To stay afloat in much tougher times, new-age startups from small towns and cities sought refuge in D2C ( Direct-to-consumer) business model and emerged as the strongest contender against the e-commerce behemoths Amazon and Flipkart.
As brands have evolved from offline channels to go online, shopping from the D2C brands is no longer a metro city phenomenon. Social distancing norms increased usage of data, and smartphones have nudged shoppers from small towns and cities to shop online. Today, small-town shoppers account for 40-50 percent of sales of several premium D2C brands across grooming and beauty, wellness foods, wearables, cookware, and appliances.
According to a study by Bain & Company, three out of every five shoppers of social commerce now come from smaller towns.
D2C brands holding a soft corner among small-town shoppers
Surprisingly, job losses and pay cuts did not reflect in the purchases of D2C brands. Here are some of the reasons why it drove the demand.
Rise of social commerce: Social commerce platforms are currently becoming the launchpad of D2C brands and have empowered several small retailers and women entrepreneurs. Generally, products sold in tier-II and tier-III cities are unstructured and unbranded. Being listed on social commerce platforms helps small D2C business to sell their products to nearby towns and cities without having to bother about middlemen and pay commission. Also, listing businesses on B2C platforms is a time-consuming process. According to a study by Bain & Company, three out of every five shoppers now come from smaller towns.
Faster and timely deliveries: The shortening of delivery timelines by introducing same-day delivery or delivery within five days has instilled confidence for shopping online more as in physical shopping they get the product as soon as they purchase it.

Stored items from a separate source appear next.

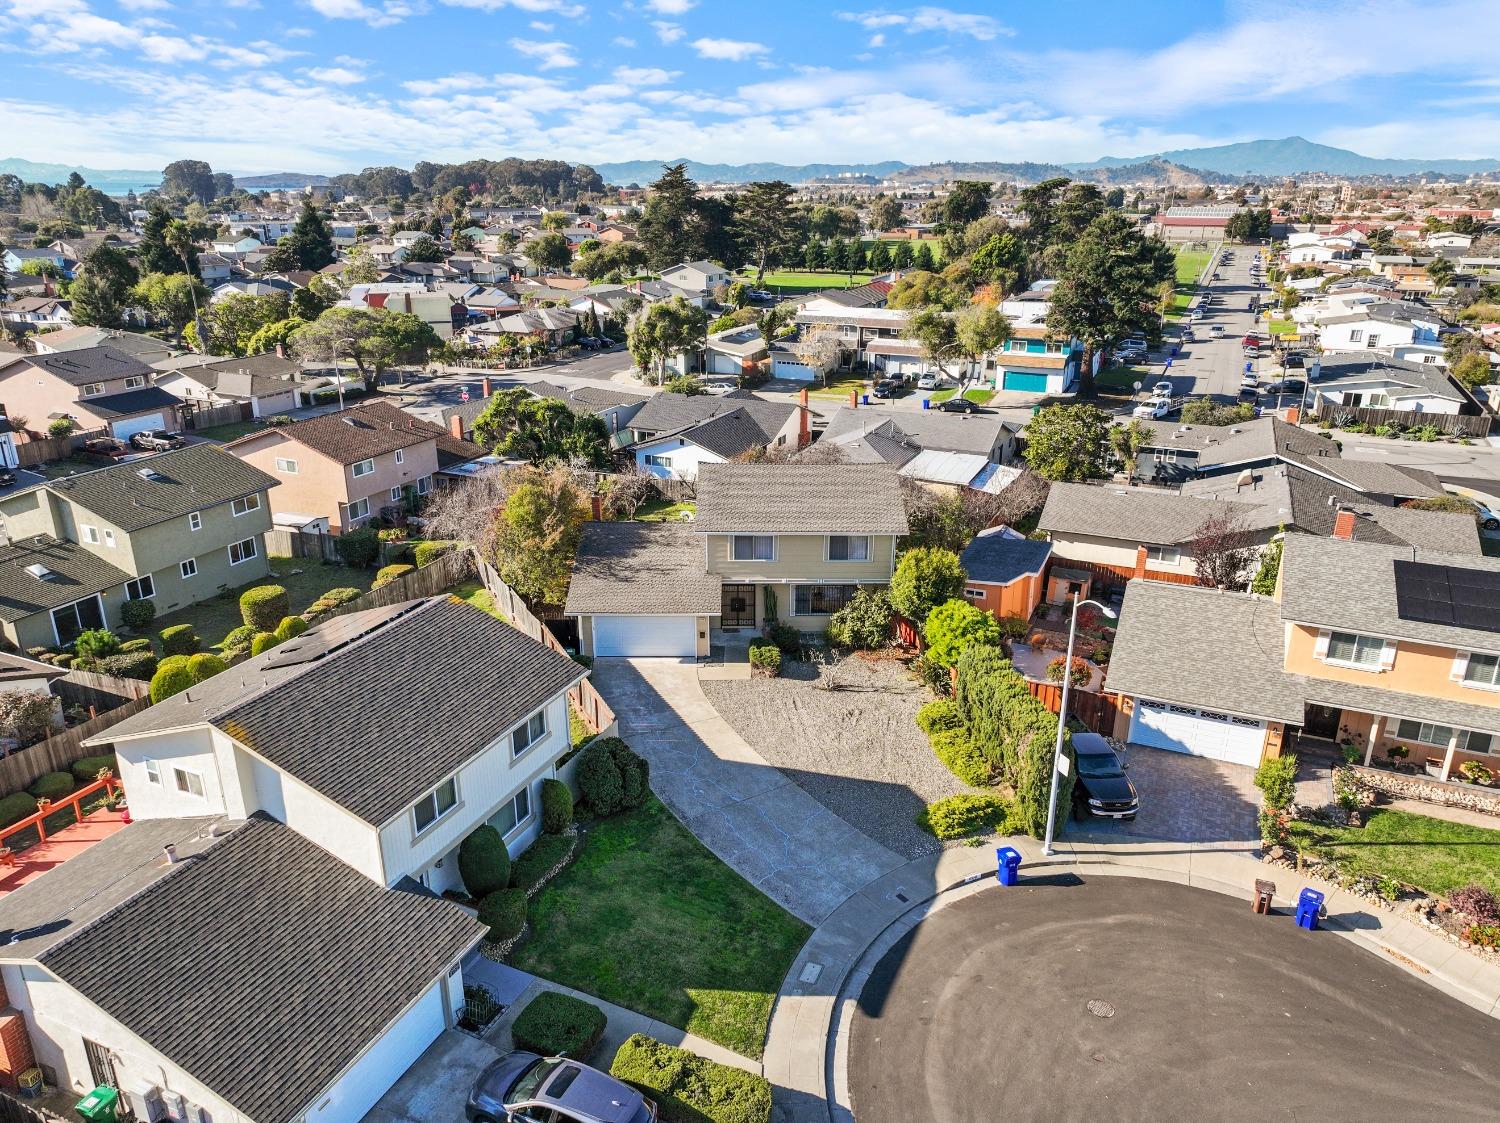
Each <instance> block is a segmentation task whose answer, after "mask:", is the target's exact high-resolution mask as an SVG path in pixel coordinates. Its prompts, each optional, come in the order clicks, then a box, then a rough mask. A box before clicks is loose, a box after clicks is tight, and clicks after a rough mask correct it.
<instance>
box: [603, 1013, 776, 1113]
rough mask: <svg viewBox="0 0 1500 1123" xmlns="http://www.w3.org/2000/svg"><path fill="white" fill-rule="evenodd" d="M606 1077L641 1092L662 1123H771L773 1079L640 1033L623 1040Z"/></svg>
mask: <svg viewBox="0 0 1500 1123" xmlns="http://www.w3.org/2000/svg"><path fill="white" fill-rule="evenodd" d="M609 1075H610V1077H613V1078H615V1080H622V1081H625V1084H630V1086H631V1087H633V1089H637V1090H639V1092H642V1093H645V1095H646V1096H649V1098H651V1099H654V1101H655V1104H657V1107H660V1108H661V1119H663V1122H664V1123H705V1120H706V1123H769V1119H771V1081H768V1080H766V1078H765V1077H759V1075H756V1074H753V1072H745V1071H742V1069H735V1068H729V1066H727V1065H720V1063H717V1062H712V1060H706V1059H703V1057H699V1056H697V1054H696V1053H688V1051H687V1050H679V1048H675V1047H672V1045H663V1044H661V1042H658V1041H654V1039H651V1038H648V1036H645V1035H643V1033H633V1035H631V1036H630V1038H627V1039H625V1044H624V1045H621V1047H619V1051H618V1053H616V1054H615V1060H613V1063H612V1065H610V1066H609Z"/></svg>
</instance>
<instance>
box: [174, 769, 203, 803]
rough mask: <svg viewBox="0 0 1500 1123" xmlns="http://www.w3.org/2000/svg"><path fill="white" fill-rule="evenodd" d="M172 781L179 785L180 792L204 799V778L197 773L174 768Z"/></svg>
mask: <svg viewBox="0 0 1500 1123" xmlns="http://www.w3.org/2000/svg"><path fill="white" fill-rule="evenodd" d="M172 780H174V781H175V783H177V790H178V792H186V793H187V795H190V796H198V798H199V799H201V798H202V777H201V775H198V774H196V772H189V771H187V769H186V768H174V769H172Z"/></svg>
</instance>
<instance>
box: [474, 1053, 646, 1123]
mask: <svg viewBox="0 0 1500 1123" xmlns="http://www.w3.org/2000/svg"><path fill="white" fill-rule="evenodd" d="M463 1116H465V1117H466V1119H468V1123H505V1120H522V1119H523V1120H567V1123H654V1122H655V1119H657V1105H655V1104H652V1102H651V1101H649V1099H646V1098H645V1096H642V1095H640V1093H639V1092H636V1090H634V1089H633V1087H630V1086H628V1084H624V1083H621V1081H618V1080H615V1078H613V1077H610V1075H606V1074H603V1072H600V1071H598V1069H591V1068H589V1066H588V1065H580V1063H579V1062H576V1060H570V1059H568V1057H538V1056H537V1054H535V1053H522V1051H519V1050H517V1051H514V1053H507V1054H505V1056H504V1057H501V1059H499V1060H493V1062H490V1063H489V1065H487V1066H486V1068H484V1071H483V1072H480V1074H478V1077H475V1078H474V1086H472V1087H471V1089H469V1096H468V1104H465V1105H463Z"/></svg>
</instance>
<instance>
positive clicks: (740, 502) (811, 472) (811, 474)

Shopping in vernacular: Vernacular will drive shopping for the next generation of consumers. Most shoppers from small cities will prefer purchasing browsing web pages that have vernacular content. According to Bain & Company, webpage translation to vernacular languages increased to 1.5 times in 2020.
Digital Payments and BNPL (Buy Now Pay Later): Digital payments are increasingly gaining acceptance and especially with purchasing electronics online, newer payment models such as BNPL (Buy Now Pay Later) that do not require upfront full payment is quickly gaining ground in online shopping.

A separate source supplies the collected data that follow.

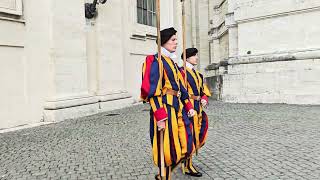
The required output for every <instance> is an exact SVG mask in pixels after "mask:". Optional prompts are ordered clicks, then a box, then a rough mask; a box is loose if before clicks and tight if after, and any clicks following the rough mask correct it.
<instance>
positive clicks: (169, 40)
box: [163, 35, 178, 53]
mask: <svg viewBox="0 0 320 180" xmlns="http://www.w3.org/2000/svg"><path fill="white" fill-rule="evenodd" d="M177 46H178V39H177V35H173V36H172V37H171V38H170V39H169V41H167V42H166V43H165V44H164V45H163V47H164V48H166V49H167V50H168V51H169V52H171V53H173V52H176V50H177Z"/></svg>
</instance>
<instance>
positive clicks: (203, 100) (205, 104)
mask: <svg viewBox="0 0 320 180" xmlns="http://www.w3.org/2000/svg"><path fill="white" fill-rule="evenodd" d="M201 106H202V107H204V108H207V107H208V102H207V101H206V100H205V99H201Z"/></svg>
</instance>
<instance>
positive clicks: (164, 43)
mask: <svg viewBox="0 0 320 180" xmlns="http://www.w3.org/2000/svg"><path fill="white" fill-rule="evenodd" d="M176 33H177V31H176V30H175V29H174V28H173V27H171V28H167V29H163V30H161V31H160V37H161V46H162V45H164V44H165V43H166V42H168V41H169V39H170V38H171V37H172V36H173V35H175V34H176Z"/></svg>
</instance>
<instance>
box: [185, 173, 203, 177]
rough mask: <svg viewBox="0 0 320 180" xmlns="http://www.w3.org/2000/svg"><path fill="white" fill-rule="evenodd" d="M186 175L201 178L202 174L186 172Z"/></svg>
mask: <svg viewBox="0 0 320 180" xmlns="http://www.w3.org/2000/svg"><path fill="white" fill-rule="evenodd" d="M186 175H189V176H194V177H201V176H202V173H201V172H196V173H194V172H186Z"/></svg>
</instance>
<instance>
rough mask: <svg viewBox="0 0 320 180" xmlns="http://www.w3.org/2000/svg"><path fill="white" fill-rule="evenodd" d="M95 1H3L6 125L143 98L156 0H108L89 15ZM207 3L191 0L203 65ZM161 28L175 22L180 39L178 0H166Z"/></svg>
mask: <svg viewBox="0 0 320 180" xmlns="http://www.w3.org/2000/svg"><path fill="white" fill-rule="evenodd" d="M91 2H92V0H82V1H81V0H80V1H78V0H68V1H63V0H41V1H39V0H6V1H1V2H0V60H1V66H0V72H1V77H0V84H1V89H0V92H1V93H0V99H1V102H0V109H1V112H0V129H3V128H10V127H14V126H19V125H24V124H31V123H36V122H41V121H49V122H52V121H61V120H64V119H69V118H75V117H80V116H86V115H90V114H95V113H99V112H104V111H108V110H112V109H116V108H121V107H125V106H129V105H132V104H134V103H137V102H139V92H140V83H141V65H142V62H143V61H144V58H145V56H146V55H148V54H153V53H155V51H156V43H155V39H156V28H155V27H154V25H155V8H154V2H155V0H125V1H119V0H108V1H107V2H106V3H105V4H100V5H98V6H97V11H98V15H97V17H96V18H93V19H87V18H85V11H84V4H85V3H91ZM208 6H209V1H208V0H205V1H201V2H199V1H195V0H189V1H186V10H187V28H186V31H187V46H188V47H191V46H192V47H198V48H199V49H200V56H201V57H202V60H201V62H200V66H199V69H201V70H202V71H203V70H204V69H205V67H206V66H207V65H208V64H209V63H210V61H209V57H210V56H209V51H210V50H209V49H210V48H209V42H208V31H209V24H208V21H209V16H208V12H209V10H208ZM161 26H162V28H165V27H171V26H173V27H175V28H176V29H177V30H178V37H179V41H180V42H182V40H181V34H182V33H181V32H182V28H181V2H180V1H172V0H161ZM181 44H182V43H180V45H181ZM180 53H181V47H180V48H179V49H178V53H177V54H178V56H179V54H180Z"/></svg>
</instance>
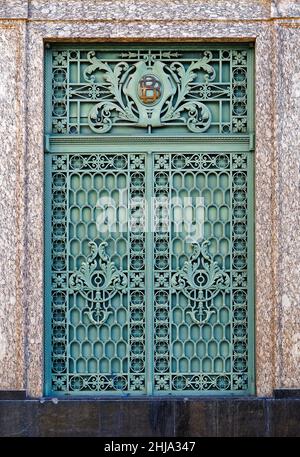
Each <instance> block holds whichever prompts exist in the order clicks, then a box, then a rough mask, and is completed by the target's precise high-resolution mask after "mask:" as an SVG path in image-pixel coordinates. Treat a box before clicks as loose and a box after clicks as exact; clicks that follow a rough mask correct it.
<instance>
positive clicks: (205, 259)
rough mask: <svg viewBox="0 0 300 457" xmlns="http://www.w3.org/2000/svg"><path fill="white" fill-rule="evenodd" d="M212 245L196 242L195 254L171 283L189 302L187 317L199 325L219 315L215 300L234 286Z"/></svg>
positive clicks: (206, 243) (178, 273) (193, 255)
mask: <svg viewBox="0 0 300 457" xmlns="http://www.w3.org/2000/svg"><path fill="white" fill-rule="evenodd" d="M209 244H210V243H209V241H203V243H202V244H201V245H199V244H198V243H193V254H192V255H191V257H190V258H189V260H187V261H185V263H184V265H183V267H182V269H181V270H180V271H179V272H177V273H175V275H174V276H173V277H172V280H171V284H172V287H173V290H174V291H180V292H182V293H183V294H184V295H185V296H186V297H187V299H188V300H189V306H188V308H187V311H186V315H187V316H190V318H191V320H192V322H194V323H195V324H204V323H205V322H208V320H209V318H210V317H211V315H212V314H215V313H216V309H215V307H214V304H213V303H214V302H213V299H214V298H215V297H216V296H217V295H218V294H219V292H220V291H226V289H227V288H228V287H229V286H230V279H229V276H228V274H227V273H225V272H224V271H222V270H221V269H220V267H219V265H218V263H217V262H214V261H213V259H212V256H211V255H210V254H209V252H208V246H209Z"/></svg>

Another reason for D2C brands’ success can be attributed to its focus on ‘ individualisation’ especially in the personal care segment. Different hair types, skin types, body sizes, and purposes are driving the demand for the same.
What is in it for the D2C brands to foray into tier-II and tier-III cities?
According to a study by Bain & Company, India’s e-retail market is projected to grow at 25%–30% annually over the next five years to reach $120–140 billion by FY26, which is higher than Modern Trade. It is anticipated that India’s e-retail growth will be fuelled by small-town shoppers especially by women and older shoppers. Moreover, most shoppers from lower-tier cities are aspirational and thereby will choose products that will enhance their self-image and desirability. Gone are the days when brands underestimated the shoppers of low-tier cities based on their income and willingness to shop. With deeper internet penetration and increasing disposable incomes, tier-II and tier-III markets will have maximum growth potential than metro cities.